Hallar el mínimo común denominador de $\frac{-7}{x^{2}-6 x-27}$ y $\frac{3}{x^{2}-49}$.
Answer
Thus, the minimum common denominator of \(-\frac{7}{x^{2}-6 x-27}\) and \(\frac{3}{x^{2}-49}\) is \(\boxed{x^{4} - 6x^{3} - 76x^{2} + 294x + 1323}\).
Step 1 :Given two fractions, \(-\frac{7}{x^{2}-6 x-27}\) and \(\frac{3}{x^{2}-49}\), we are asked to find the minimum common denominator.

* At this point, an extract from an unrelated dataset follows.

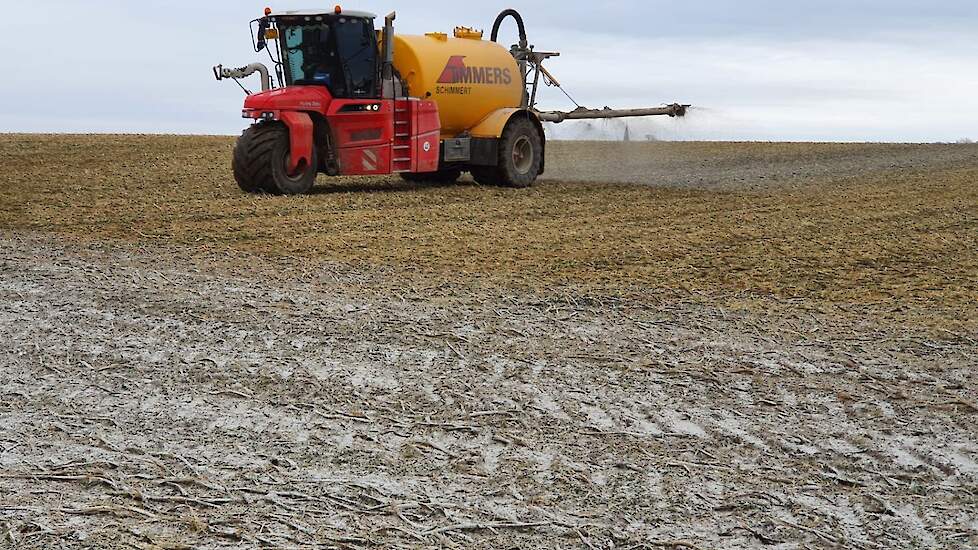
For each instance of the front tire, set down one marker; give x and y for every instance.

Step 2 :First, we factorize the denominators of the two fractions. The expression \(x^{2}-6 x-27\) can be factorized into \((x-9)(x+3)\) and the expression \(x^{2}-49\) can be factorized into \((x-7)(x+7)\).
Step 3 :Next, we find the least common multiple (LCM) of these two expressions. The LCM of \((x-9)(x+3)\) and \((x-7)(x+7)\) is \(x^{4} - 6x^{3} - 76x^{2} + 294x + 1323\).
Step 4 :Thus, the minimum common denominator of \(-\frac{7}{x^{2}-6 x-27}\) and \(\frac{3}{x^{2}-49}\) is \(\boxed{x^{4} - 6x^{3} - 76x^{2} + 294x + 1323}\).